Fuente: elaboración propia.

Marruecos reconociendo a Israel a cambio de que Estados Unidos reconociera la soberanía marroquí sobre el Sáhara Occidental. Esta posibilidad lleva años valorándose, pero la reciente exclusiva de una televisión israelí sobre posibles acercamientos entre representantes de ambos países la ha devuelto al foco de la noticia. Este sería un arreglo diplomático complejo, pero supondría un cambio histórico en dos de los conflictos más longevos del mundo: el saharaui-marroquí y el palestino-israelí.

El rumor sobre la posibilidad de que Estados Unidos reconozca el Sáhara Occidental como territorio marroquí saltó a la prensa el pasado 2 de febrero tras una exclusiva de Channel 13, una cadena de televisión israelí. Según esta exclusiva, de la que rápidamente se hicieron eco otros medios, Israel presionó a Estados Unidos para que hiciera efectivo dicho reconocimiento a cambio de que Marruecos normalice sus relaciones con el país hebreo.

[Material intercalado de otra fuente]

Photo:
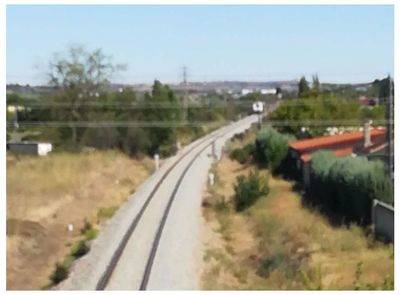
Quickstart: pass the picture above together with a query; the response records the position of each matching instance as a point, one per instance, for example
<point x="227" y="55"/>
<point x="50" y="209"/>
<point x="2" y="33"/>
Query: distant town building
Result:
<point x="268" y="91"/>
<point x="246" y="91"/>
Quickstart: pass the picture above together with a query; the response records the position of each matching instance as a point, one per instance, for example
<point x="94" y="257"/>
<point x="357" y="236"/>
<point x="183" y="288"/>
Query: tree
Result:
<point x="304" y="89"/>
<point x="162" y="138"/>
<point x="315" y="86"/>
<point x="79" y="76"/>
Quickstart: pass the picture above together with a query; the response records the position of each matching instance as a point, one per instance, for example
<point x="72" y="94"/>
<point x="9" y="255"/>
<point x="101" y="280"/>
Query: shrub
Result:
<point x="242" y="155"/>
<point x="79" y="249"/>
<point x="249" y="189"/>
<point x="271" y="148"/>
<point x="60" y="273"/>
<point x="347" y="186"/>
<point x="107" y="212"/>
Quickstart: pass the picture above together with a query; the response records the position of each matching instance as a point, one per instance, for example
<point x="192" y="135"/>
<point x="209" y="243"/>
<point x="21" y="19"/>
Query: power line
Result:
<point x="145" y="124"/>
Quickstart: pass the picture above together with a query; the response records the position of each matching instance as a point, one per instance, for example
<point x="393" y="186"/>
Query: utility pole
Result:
<point x="390" y="129"/>
<point x="185" y="94"/>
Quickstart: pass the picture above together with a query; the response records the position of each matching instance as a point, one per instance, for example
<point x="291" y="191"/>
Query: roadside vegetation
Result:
<point x="46" y="195"/>
<point x="276" y="243"/>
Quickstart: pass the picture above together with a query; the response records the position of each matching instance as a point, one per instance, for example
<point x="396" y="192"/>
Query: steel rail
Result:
<point x="156" y="241"/>
<point x="105" y="278"/>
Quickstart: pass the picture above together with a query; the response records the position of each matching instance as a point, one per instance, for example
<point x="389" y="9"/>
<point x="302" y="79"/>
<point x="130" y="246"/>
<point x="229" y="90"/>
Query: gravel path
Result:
<point x="179" y="253"/>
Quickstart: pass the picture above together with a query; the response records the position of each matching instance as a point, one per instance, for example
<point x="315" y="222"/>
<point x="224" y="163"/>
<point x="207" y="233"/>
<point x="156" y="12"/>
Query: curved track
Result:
<point x="102" y="283"/>
<point x="123" y="256"/>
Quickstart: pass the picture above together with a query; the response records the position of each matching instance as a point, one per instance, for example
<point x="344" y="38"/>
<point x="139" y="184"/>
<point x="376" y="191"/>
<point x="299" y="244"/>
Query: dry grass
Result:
<point x="45" y="194"/>
<point x="279" y="244"/>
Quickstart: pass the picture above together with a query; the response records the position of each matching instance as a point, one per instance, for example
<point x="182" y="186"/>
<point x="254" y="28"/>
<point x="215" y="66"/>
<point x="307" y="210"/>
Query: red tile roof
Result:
<point x="309" y="145"/>
<point x="338" y="153"/>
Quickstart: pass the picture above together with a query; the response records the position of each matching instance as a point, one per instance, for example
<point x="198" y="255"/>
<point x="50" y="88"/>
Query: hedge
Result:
<point x="346" y="186"/>
<point x="271" y="148"/>
<point x="249" y="189"/>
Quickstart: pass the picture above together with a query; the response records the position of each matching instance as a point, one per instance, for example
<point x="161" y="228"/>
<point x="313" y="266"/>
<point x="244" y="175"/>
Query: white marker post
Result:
<point x="157" y="161"/>
<point x="213" y="150"/>
<point x="211" y="178"/>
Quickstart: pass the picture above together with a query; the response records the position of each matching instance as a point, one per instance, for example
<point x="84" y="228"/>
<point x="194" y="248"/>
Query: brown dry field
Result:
<point x="45" y="194"/>
<point x="302" y="249"/>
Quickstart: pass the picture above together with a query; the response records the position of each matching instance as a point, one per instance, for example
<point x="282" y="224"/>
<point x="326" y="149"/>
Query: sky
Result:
<point x="343" y="44"/>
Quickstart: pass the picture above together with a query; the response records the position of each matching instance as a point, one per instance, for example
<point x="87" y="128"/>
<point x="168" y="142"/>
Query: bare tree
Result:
<point x="79" y="76"/>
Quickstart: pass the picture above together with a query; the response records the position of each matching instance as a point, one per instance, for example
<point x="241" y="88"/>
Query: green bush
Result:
<point x="79" y="249"/>
<point x="347" y="186"/>
<point x="271" y="148"/>
<point x="242" y="155"/>
<point x="60" y="273"/>
<point x="249" y="189"/>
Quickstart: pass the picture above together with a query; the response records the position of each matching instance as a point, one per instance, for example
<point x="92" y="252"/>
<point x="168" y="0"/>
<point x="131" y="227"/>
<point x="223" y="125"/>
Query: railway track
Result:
<point x="203" y="145"/>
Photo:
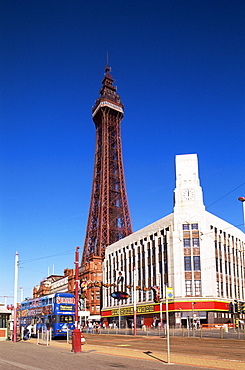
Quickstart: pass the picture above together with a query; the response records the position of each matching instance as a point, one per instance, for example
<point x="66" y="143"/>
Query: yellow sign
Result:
<point x="169" y="293"/>
<point x="124" y="311"/>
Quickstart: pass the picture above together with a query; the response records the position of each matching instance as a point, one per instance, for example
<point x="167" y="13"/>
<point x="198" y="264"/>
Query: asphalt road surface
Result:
<point x="216" y="348"/>
<point x="29" y="356"/>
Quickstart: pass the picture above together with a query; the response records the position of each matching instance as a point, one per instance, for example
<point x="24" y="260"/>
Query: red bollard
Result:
<point x="76" y="341"/>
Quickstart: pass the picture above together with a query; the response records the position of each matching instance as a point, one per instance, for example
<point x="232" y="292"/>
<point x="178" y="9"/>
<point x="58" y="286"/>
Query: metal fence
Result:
<point x="219" y="333"/>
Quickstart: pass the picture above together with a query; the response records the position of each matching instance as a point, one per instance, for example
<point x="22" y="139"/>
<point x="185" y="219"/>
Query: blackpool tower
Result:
<point x="109" y="217"/>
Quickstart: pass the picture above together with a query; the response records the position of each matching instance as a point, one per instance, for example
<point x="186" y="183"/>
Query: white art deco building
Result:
<point x="199" y="255"/>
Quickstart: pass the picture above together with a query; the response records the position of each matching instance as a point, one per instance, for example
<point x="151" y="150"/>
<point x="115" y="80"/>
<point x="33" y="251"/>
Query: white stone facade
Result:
<point x="196" y="253"/>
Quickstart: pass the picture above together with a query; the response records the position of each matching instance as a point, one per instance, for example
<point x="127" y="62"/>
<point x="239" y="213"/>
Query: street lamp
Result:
<point x="242" y="199"/>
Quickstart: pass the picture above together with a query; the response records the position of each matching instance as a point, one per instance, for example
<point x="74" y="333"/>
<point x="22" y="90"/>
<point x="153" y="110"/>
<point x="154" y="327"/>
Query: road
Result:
<point x="29" y="356"/>
<point x="103" y="351"/>
<point x="216" y="348"/>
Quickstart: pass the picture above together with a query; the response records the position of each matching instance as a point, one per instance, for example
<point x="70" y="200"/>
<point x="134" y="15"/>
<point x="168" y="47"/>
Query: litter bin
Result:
<point x="76" y="341"/>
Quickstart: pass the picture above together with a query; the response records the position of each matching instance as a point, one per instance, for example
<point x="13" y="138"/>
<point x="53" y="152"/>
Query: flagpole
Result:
<point x="135" y="321"/>
<point x="167" y="327"/>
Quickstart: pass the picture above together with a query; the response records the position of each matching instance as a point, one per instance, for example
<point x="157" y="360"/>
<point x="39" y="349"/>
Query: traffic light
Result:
<point x="156" y="293"/>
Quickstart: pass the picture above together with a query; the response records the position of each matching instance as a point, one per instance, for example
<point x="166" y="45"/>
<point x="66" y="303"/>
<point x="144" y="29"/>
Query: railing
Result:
<point x="216" y="331"/>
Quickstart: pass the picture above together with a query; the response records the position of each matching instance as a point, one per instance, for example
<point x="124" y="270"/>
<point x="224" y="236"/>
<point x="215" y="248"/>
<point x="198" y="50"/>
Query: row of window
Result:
<point x="195" y="265"/>
<point x="189" y="288"/>
<point x="195" y="242"/>
<point x="187" y="226"/>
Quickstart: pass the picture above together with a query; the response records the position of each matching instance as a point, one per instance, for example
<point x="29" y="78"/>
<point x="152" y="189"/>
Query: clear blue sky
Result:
<point x="179" y="69"/>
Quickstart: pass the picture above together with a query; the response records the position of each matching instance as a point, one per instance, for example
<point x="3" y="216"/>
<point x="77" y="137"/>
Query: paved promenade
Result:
<point x="127" y="347"/>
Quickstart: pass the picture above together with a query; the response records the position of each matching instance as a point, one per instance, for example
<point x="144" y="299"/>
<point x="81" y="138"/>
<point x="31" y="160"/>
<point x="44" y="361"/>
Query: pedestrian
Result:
<point x="90" y="326"/>
<point x="26" y="334"/>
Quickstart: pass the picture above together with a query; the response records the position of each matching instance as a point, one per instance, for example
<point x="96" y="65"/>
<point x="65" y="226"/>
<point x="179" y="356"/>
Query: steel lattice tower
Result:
<point x="109" y="217"/>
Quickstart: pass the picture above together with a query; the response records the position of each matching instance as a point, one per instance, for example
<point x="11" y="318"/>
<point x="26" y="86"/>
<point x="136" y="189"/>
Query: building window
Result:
<point x="195" y="242"/>
<point x="222" y="288"/>
<point x="196" y="263"/>
<point x="187" y="243"/>
<point x="187" y="261"/>
<point x="217" y="284"/>
<point x="194" y="226"/>
<point x="188" y="287"/>
<point x="197" y="287"/>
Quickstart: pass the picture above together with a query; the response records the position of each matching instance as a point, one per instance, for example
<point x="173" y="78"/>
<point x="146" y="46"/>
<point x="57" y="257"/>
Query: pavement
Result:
<point x="153" y="355"/>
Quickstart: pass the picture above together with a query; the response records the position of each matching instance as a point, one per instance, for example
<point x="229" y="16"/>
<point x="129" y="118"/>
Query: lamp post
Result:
<point x="76" y="335"/>
<point x="21" y="294"/>
<point x="242" y="199"/>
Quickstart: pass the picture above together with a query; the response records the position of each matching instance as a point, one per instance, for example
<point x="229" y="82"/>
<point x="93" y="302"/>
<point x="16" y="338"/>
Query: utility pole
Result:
<point x="15" y="294"/>
<point x="76" y="335"/>
<point x="135" y="320"/>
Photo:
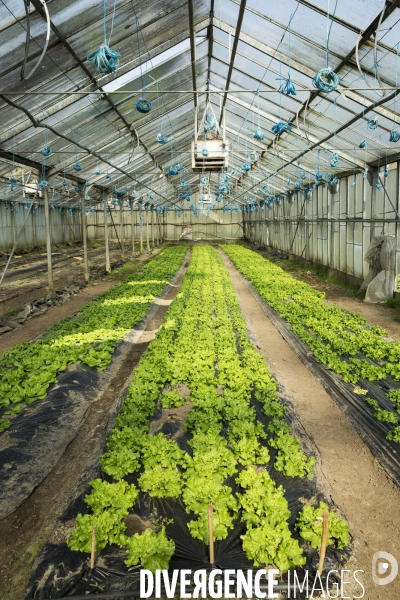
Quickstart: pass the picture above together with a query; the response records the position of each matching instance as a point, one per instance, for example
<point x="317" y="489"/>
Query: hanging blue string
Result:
<point x="373" y="123"/>
<point x="395" y="135"/>
<point x="281" y="127"/>
<point x="326" y="80"/>
<point x="142" y="105"/>
<point x="334" y="162"/>
<point x="287" y="87"/>
<point x="209" y="123"/>
<point x="105" y="60"/>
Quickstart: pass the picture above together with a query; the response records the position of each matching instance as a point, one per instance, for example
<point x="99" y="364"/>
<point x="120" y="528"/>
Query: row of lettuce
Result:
<point x="342" y="341"/>
<point x="28" y="369"/>
<point x="203" y="347"/>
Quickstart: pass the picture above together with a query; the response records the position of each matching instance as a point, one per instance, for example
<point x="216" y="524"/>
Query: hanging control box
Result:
<point x="210" y="155"/>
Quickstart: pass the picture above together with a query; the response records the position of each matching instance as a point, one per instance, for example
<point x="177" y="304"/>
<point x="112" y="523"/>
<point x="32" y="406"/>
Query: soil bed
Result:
<point x="359" y="485"/>
<point x="26" y="530"/>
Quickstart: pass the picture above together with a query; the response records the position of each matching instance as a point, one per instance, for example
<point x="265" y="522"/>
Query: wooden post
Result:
<point x="211" y="532"/>
<point x="133" y="230"/>
<point x="93" y="550"/>
<point x="141" y="231"/>
<point x="147" y="230"/>
<point x="48" y="240"/>
<point x="84" y="236"/>
<point x="325" y="532"/>
<point x="108" y="265"/>
<point x="121" y="234"/>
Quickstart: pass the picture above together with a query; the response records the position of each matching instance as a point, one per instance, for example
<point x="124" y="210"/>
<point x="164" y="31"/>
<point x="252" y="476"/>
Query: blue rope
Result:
<point x="142" y="105"/>
<point x="287" y="87"/>
<point x="258" y="134"/>
<point x="105" y="60"/>
<point x="334" y="162"/>
<point x="209" y="123"/>
<point x="281" y="127"/>
<point x="326" y="80"/>
<point x="161" y="138"/>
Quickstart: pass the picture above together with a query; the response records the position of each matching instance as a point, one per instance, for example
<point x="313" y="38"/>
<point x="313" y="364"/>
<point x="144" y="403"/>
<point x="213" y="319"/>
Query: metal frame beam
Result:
<point x="242" y="8"/>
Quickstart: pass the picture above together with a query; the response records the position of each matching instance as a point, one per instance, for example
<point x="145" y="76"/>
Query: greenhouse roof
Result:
<point x="179" y="55"/>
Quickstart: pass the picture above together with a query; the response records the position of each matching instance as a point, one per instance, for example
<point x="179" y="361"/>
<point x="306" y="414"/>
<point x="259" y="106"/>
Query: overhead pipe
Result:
<point x="193" y="50"/>
<point x="242" y="8"/>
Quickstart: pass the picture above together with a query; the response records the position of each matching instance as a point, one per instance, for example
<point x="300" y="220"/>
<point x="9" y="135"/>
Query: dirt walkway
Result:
<point x="38" y="325"/>
<point x="360" y="487"/>
<point x="382" y="316"/>
<point x="25" y="531"/>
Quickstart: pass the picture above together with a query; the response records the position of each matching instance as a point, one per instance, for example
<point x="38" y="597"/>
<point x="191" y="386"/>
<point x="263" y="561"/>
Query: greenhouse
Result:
<point x="199" y="307"/>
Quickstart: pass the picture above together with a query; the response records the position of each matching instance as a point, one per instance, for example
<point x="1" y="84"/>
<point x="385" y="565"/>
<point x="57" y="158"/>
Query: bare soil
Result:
<point x="360" y="487"/>
<point x="376" y="314"/>
<point x="26" y="530"/>
<point x="38" y="325"/>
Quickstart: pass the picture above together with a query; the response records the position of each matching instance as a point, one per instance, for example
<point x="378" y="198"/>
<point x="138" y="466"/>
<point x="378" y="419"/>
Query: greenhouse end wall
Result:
<point x="332" y="229"/>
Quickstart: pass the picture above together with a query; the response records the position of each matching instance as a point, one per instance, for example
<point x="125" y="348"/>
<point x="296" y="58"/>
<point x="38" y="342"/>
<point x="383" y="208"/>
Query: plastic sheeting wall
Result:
<point x="332" y="229"/>
<point x="64" y="227"/>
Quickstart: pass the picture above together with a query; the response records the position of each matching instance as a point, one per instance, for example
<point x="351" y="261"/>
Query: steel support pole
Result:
<point x="121" y="230"/>
<point x="141" y="231"/>
<point x="106" y="243"/>
<point x="84" y="237"/>
<point x="48" y="240"/>
<point x="133" y="230"/>
<point x="147" y="231"/>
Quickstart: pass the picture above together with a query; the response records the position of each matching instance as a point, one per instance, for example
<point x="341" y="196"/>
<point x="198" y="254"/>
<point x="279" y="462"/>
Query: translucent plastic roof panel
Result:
<point x="107" y="124"/>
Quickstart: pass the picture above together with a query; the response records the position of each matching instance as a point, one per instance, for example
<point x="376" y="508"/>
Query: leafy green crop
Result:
<point x="172" y="399"/>
<point x="268" y="539"/>
<point x="203" y="345"/>
<point x="28" y="369"/>
<point x="394" y="434"/>
<point x="151" y="550"/>
<point x="4" y="424"/>
<point x="309" y="525"/>
<point x="344" y="342"/>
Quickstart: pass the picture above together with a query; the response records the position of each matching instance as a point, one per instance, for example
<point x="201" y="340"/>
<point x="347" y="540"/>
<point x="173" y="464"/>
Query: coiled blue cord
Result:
<point x="373" y="123"/>
<point x="326" y="80"/>
<point x="46" y="151"/>
<point x="209" y="123"/>
<point x="287" y="87"/>
<point x="161" y="138"/>
<point x="281" y="127"/>
<point x="105" y="60"/>
<point x="143" y="105"/>
<point x="334" y="162"/>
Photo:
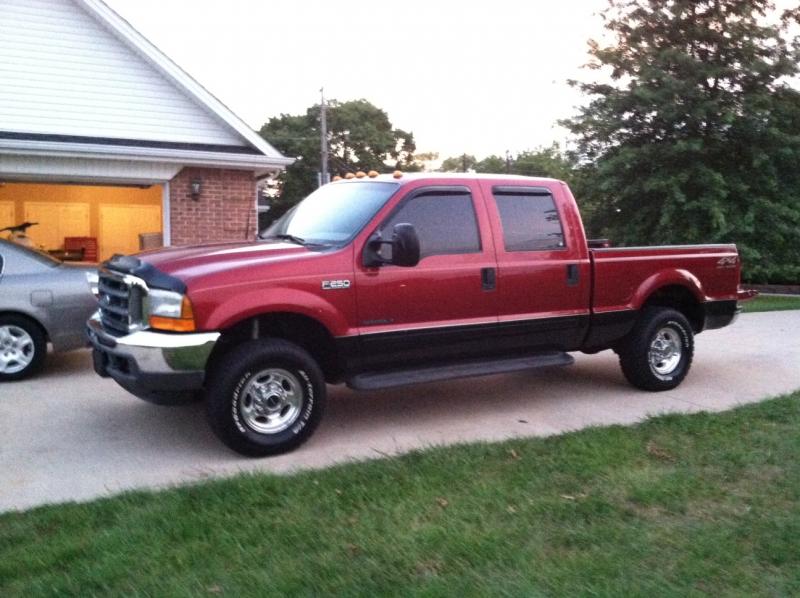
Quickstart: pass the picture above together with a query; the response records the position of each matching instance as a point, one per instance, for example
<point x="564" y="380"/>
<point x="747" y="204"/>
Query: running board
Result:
<point x="464" y="369"/>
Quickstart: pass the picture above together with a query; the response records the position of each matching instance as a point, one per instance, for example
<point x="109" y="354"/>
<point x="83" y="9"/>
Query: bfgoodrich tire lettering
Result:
<point x="658" y="352"/>
<point x="265" y="397"/>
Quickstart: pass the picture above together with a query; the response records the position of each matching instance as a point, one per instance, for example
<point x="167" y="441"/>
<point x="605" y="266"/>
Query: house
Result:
<point x="103" y="138"/>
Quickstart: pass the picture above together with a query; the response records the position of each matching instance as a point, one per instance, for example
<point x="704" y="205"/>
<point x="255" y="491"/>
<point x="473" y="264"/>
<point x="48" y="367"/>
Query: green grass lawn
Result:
<point x="677" y="506"/>
<point x="771" y="303"/>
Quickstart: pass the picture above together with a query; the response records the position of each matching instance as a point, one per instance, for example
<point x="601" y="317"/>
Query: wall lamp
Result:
<point x="195" y="187"/>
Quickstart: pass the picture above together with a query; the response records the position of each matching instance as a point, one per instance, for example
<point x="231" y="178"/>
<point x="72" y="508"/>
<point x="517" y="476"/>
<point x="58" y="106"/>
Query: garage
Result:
<point x="85" y="222"/>
<point x="109" y="146"/>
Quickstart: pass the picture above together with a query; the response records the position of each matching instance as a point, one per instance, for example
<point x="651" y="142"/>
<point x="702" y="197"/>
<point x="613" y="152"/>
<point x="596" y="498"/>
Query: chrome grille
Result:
<point x="120" y="303"/>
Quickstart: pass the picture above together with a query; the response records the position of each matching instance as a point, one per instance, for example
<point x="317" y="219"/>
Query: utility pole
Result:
<point x="323" y="119"/>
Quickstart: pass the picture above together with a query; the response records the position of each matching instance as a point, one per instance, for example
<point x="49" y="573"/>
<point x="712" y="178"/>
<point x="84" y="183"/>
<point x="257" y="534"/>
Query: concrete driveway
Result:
<point x="69" y="435"/>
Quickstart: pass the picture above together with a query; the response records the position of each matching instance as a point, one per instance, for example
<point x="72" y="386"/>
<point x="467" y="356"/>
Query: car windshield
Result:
<point x="333" y="214"/>
<point x="29" y="252"/>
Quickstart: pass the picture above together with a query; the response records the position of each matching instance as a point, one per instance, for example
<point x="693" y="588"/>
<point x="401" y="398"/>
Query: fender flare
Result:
<point x="667" y="278"/>
<point x="250" y="304"/>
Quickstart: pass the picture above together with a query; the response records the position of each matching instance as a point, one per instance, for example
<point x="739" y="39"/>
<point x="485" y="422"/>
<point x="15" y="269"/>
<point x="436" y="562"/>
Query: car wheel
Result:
<point x="658" y="352"/>
<point x="23" y="347"/>
<point x="265" y="397"/>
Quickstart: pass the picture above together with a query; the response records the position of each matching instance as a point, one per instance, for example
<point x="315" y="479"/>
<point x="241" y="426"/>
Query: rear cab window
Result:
<point x="529" y="219"/>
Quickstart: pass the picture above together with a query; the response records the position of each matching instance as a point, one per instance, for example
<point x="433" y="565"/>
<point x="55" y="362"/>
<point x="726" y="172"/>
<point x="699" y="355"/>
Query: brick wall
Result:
<point x="225" y="210"/>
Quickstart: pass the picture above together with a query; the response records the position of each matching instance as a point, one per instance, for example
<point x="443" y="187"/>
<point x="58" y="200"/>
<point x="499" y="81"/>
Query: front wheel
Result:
<point x="265" y="397"/>
<point x="23" y="347"/>
<point x="658" y="352"/>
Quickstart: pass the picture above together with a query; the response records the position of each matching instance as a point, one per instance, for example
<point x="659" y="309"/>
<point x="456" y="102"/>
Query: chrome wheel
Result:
<point x="666" y="350"/>
<point x="271" y="401"/>
<point x="17" y="349"/>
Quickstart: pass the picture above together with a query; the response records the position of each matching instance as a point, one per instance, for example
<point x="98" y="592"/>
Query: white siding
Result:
<point x="51" y="168"/>
<point x="62" y="72"/>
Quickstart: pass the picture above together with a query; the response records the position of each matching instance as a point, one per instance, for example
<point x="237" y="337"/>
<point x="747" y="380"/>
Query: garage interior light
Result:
<point x="195" y="188"/>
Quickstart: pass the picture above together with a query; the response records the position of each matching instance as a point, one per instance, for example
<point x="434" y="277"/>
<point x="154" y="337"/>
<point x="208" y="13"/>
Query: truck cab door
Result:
<point x="443" y="306"/>
<point x="543" y="267"/>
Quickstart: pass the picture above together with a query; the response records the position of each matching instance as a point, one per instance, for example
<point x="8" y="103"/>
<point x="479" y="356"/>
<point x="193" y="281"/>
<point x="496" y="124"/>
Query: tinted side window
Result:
<point x="445" y="224"/>
<point x="530" y="222"/>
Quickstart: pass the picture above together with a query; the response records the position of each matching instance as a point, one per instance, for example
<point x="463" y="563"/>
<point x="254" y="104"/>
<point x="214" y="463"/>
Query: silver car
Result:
<point x="41" y="300"/>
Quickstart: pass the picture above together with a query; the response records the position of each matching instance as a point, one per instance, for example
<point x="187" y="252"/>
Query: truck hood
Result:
<point x="187" y="263"/>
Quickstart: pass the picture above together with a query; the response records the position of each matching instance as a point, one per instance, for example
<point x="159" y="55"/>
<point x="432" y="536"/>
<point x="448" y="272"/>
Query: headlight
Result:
<point x="167" y="310"/>
<point x="94" y="282"/>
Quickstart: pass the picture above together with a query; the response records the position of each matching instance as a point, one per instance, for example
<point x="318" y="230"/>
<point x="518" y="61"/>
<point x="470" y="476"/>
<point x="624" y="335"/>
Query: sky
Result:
<point x="465" y="77"/>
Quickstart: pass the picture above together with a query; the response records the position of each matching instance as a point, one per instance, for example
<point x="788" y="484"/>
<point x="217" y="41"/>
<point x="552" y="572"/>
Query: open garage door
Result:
<point x="99" y="220"/>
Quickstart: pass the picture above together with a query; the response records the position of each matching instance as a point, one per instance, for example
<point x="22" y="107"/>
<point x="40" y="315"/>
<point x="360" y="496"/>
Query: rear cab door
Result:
<point x="444" y="306"/>
<point x="544" y="270"/>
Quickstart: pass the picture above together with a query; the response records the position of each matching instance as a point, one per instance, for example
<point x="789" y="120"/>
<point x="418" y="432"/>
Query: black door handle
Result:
<point x="488" y="279"/>
<point x="572" y="275"/>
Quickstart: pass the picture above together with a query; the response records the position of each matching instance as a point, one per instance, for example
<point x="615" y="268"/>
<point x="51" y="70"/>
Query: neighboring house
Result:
<point x="102" y="136"/>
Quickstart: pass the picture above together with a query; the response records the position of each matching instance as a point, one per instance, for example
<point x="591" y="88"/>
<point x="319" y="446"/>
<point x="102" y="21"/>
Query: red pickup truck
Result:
<point x="391" y="280"/>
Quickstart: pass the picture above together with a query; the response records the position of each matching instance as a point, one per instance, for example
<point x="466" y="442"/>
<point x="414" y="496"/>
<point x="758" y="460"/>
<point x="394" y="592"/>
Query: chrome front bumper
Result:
<point x="151" y="364"/>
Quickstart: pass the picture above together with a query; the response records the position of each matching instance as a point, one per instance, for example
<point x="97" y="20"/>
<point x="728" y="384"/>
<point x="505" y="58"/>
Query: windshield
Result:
<point x="333" y="214"/>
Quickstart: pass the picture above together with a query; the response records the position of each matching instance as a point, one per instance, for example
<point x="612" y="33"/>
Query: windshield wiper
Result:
<point x="287" y="237"/>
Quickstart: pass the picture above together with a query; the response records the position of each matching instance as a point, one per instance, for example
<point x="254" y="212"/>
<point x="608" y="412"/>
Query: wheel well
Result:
<point x="304" y="331"/>
<point x="31" y="319"/>
<point x="681" y="299"/>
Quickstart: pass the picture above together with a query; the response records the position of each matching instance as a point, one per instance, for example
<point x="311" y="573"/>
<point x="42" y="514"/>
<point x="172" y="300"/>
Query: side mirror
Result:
<point x="405" y="248"/>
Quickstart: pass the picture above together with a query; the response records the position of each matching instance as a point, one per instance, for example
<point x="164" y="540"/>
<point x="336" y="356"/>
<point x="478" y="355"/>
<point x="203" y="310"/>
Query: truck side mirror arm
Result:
<point x="405" y="248"/>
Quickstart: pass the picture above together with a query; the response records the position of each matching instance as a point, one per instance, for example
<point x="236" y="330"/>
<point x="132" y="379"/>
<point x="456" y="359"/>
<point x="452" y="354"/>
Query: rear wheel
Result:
<point x="265" y="397"/>
<point x="23" y="347"/>
<point x="658" y="352"/>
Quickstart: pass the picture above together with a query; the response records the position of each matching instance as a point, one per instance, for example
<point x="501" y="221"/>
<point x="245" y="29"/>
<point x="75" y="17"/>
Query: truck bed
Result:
<point x="624" y="278"/>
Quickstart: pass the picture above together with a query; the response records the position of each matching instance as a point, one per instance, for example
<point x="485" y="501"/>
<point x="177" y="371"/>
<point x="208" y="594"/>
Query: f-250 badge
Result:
<point x="727" y="262"/>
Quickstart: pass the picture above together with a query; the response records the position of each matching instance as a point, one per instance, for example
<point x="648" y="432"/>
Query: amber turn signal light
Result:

Aunque esta información no deja de ser por el momento un rumor sin confirmación, sus consecuencias para Marruecos, Israel, Estados Unidos y los saharauis son interesantes de analizar. Con este arreglo, Marruecos conseguiría un apoyo fundamental para hacer valer su posición en el Sáhara Occidental, territorio que llevan reclamando desde hace más de cincuenta años. Por otro lado, el reconocimiento de un país árabe a Israel en estos momentos daría legitimidad internacional al llamado “acuerdo del siglo”, la propuesta de partición para Palestina e Israel presentada el pasado mes de enero por la Administración Trump y el primer ministro israelí, Benjamín Netanyahu.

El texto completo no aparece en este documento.